This is a code to align equivalents groups of discourse markers between Spanish and Portuguese based on the translation of individual markers. In this repository, they are also available the discourse marker lexicons which along with a number of heuristics can support the task of automatically detecting and correcting discourse marker errors made by native Spanish speakers in their academic writing in Portuguese. These resources integrate a module of the HABLA (Hispanic speakers acquiring a Base of Academic Language) project, an academic writing support tool in Portuguese for native Spanish speakers.

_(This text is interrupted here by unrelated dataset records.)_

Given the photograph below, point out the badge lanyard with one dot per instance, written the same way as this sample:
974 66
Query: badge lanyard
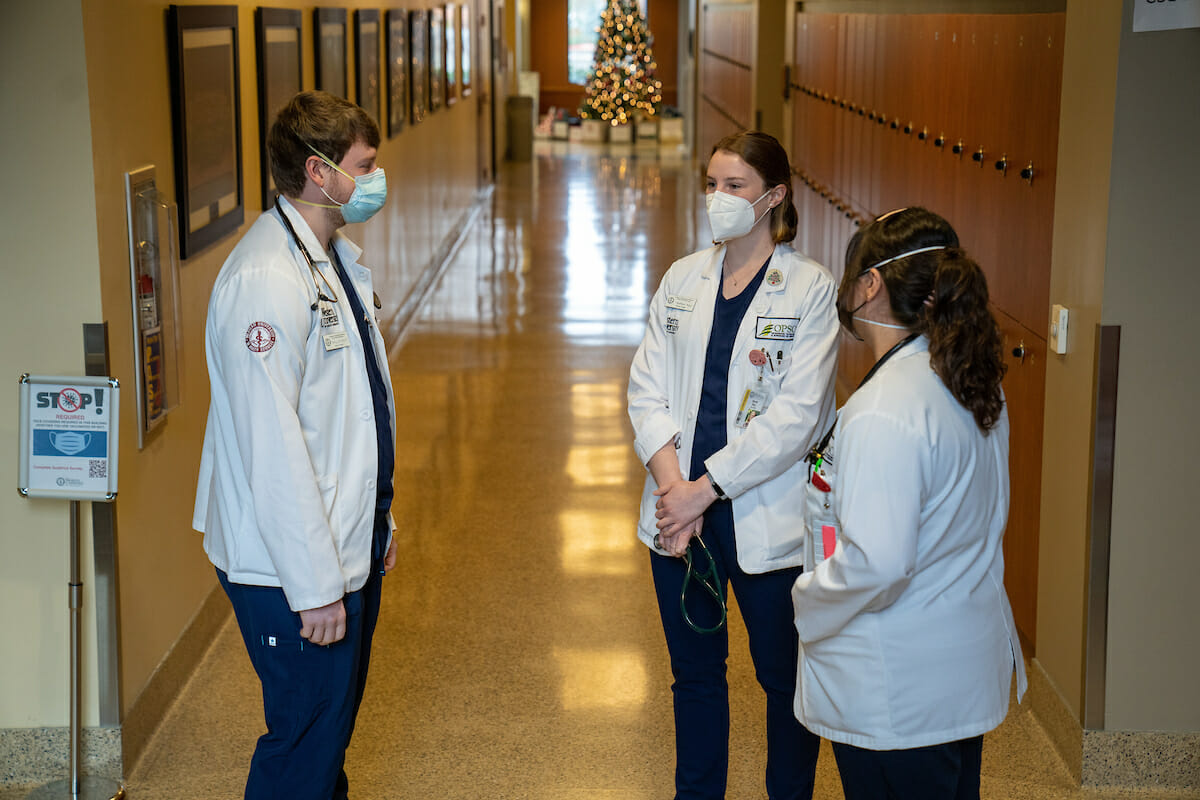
312 266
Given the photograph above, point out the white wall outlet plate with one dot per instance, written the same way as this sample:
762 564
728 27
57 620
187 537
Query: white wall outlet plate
1059 319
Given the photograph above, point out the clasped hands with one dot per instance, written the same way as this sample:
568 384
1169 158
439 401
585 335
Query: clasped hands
681 512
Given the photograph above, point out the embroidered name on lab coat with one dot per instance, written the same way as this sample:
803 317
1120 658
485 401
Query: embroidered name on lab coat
777 328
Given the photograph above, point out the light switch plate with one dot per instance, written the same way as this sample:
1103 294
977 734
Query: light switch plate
1059 324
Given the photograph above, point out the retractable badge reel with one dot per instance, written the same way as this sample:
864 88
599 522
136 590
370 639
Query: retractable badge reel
754 401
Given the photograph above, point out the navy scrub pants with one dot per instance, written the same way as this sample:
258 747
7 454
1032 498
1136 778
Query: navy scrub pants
311 693
948 771
697 663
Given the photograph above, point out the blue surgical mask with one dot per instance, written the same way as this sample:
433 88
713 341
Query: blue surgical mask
369 196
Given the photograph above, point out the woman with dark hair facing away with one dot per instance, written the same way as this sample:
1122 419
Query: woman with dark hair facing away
907 643
731 386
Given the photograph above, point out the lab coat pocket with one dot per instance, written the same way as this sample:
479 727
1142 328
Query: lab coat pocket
840 686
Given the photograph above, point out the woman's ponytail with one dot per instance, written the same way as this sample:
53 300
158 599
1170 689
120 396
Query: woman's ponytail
964 340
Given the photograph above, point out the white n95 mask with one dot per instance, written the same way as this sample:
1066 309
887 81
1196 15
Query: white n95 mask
731 216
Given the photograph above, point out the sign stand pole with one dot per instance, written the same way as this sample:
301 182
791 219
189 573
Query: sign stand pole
77 787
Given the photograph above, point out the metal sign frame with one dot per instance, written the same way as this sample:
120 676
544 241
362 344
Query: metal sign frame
69 437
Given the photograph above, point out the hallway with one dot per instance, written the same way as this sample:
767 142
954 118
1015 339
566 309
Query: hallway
520 654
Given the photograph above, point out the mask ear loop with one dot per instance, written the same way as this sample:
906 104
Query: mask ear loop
708 579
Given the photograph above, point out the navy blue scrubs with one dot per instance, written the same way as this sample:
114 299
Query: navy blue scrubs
311 693
697 660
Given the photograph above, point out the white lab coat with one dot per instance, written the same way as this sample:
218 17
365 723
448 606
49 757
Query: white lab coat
760 468
906 635
287 485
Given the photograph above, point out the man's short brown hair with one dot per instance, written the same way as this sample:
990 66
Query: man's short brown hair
315 120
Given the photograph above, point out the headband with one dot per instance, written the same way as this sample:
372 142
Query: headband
912 252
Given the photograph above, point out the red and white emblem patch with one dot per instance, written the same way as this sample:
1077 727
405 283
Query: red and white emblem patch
259 337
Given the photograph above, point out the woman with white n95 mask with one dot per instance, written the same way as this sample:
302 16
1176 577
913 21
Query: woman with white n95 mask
907 643
731 385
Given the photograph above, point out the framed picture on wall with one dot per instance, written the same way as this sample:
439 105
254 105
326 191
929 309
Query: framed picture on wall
397 70
207 122
366 61
451 54
280 77
437 58
465 59
419 49
329 50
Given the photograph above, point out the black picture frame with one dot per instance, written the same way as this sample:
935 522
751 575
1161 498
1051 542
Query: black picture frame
329 50
437 58
207 122
451 54
397 70
419 49
280 78
366 60
465 58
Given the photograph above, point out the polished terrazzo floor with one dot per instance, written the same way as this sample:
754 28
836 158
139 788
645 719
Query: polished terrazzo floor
520 653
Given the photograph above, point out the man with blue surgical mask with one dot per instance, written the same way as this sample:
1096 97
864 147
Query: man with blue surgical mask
295 482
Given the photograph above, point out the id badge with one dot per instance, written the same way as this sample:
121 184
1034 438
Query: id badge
333 334
754 403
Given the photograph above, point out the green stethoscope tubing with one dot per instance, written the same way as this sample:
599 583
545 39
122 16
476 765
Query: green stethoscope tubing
708 579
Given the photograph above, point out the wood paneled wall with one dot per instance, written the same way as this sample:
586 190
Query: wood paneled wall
726 72
958 113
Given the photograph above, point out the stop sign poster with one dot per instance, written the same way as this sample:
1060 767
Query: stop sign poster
69 437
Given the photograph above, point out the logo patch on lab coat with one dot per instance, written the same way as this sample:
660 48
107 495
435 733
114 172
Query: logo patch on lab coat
682 304
777 328
259 337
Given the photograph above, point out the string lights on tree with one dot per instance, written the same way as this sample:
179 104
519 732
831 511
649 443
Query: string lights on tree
622 79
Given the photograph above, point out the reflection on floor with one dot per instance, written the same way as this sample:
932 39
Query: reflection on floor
520 653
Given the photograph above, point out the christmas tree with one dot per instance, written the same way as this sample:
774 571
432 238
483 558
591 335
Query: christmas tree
622 78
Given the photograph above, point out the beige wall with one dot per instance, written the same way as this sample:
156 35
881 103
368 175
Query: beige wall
1077 281
1126 202
49 272
69 220
1151 284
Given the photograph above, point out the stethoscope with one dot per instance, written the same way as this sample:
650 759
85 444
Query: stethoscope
708 579
312 266
709 582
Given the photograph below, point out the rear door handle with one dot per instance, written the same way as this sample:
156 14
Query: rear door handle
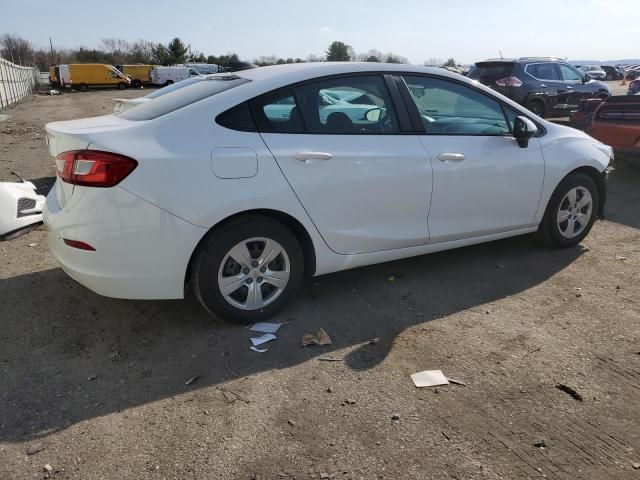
451 157
304 156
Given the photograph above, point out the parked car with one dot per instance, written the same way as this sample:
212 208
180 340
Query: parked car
617 122
612 73
546 86
168 75
634 87
139 75
205 187
204 68
594 71
123 104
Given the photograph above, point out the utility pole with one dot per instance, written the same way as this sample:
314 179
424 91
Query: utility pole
51 45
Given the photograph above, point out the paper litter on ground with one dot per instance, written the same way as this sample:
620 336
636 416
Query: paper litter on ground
267 337
320 338
265 327
429 378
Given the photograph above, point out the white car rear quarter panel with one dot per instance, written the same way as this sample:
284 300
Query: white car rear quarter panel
142 251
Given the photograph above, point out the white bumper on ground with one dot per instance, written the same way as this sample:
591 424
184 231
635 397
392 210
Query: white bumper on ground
141 251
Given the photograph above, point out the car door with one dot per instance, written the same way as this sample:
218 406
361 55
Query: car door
364 182
483 182
577 89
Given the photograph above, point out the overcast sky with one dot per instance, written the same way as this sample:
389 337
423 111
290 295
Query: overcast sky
468 30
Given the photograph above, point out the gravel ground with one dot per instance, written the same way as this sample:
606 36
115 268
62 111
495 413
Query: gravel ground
96 388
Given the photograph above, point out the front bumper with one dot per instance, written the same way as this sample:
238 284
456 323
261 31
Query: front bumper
142 252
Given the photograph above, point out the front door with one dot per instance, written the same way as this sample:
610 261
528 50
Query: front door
365 185
483 182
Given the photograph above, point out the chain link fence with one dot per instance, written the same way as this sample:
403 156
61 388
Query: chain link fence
16 82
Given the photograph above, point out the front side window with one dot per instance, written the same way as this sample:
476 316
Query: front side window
569 74
449 108
542 71
357 105
278 113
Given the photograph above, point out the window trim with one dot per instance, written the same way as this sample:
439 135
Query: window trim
555 66
400 110
406 95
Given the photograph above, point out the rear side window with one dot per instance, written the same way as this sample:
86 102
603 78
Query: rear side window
238 118
491 71
181 98
278 113
543 71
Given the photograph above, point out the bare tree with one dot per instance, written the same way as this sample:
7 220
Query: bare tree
117 49
16 49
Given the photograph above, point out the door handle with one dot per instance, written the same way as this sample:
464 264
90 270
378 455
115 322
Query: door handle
304 156
451 157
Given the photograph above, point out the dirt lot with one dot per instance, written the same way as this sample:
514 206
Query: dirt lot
100 384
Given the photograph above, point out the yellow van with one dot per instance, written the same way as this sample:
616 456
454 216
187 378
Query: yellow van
96 75
139 74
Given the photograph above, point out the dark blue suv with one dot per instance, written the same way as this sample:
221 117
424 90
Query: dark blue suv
546 86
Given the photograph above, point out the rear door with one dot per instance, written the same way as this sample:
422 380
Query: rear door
359 172
575 87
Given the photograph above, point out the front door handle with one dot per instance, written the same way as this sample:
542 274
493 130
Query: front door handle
304 156
451 157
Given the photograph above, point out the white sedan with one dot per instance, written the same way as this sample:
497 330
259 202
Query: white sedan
214 187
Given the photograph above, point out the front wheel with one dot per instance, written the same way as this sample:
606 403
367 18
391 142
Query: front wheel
248 270
571 212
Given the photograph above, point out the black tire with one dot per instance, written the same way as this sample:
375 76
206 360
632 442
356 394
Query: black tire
537 107
549 232
213 251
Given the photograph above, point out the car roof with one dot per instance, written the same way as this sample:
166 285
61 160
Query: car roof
295 72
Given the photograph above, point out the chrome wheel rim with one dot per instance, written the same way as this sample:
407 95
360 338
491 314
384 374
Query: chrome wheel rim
254 273
575 212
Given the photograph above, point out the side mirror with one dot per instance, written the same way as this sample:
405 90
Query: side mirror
373 115
523 130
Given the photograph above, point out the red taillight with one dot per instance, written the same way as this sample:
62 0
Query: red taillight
78 244
509 82
92 168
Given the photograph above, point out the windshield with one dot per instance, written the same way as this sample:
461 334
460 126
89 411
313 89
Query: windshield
182 97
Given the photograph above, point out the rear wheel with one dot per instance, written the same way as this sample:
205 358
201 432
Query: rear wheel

To test the code, run the following command:
cluster_discourse_markers.py -e ../input/spanishDiscourseMarkers_HABLA.txt -d ../input/portugueseDM_HABLA.txt -m ../input/top10_PT2SP_translations.txt
The parameters are: spanishDiscourseMarkers_HABLA.txt: list of Spanish discourse markers portugueseDM_HABLA.txt: list of Portuguese discourse markers top10_PT2SP_translations.txt: discourse markers translation between Spanish and Portugues, obtained with Moses.
Sepúlveda-Torres L., Sanches Duran M. and Aluísio S. (forthcoming, 2019) Automatic Detection and Correction
of Discourse Marker Errors Made by Spanish Native Speakers in Portuguese Academic Writing.
Language Resources and Evaluation Journal.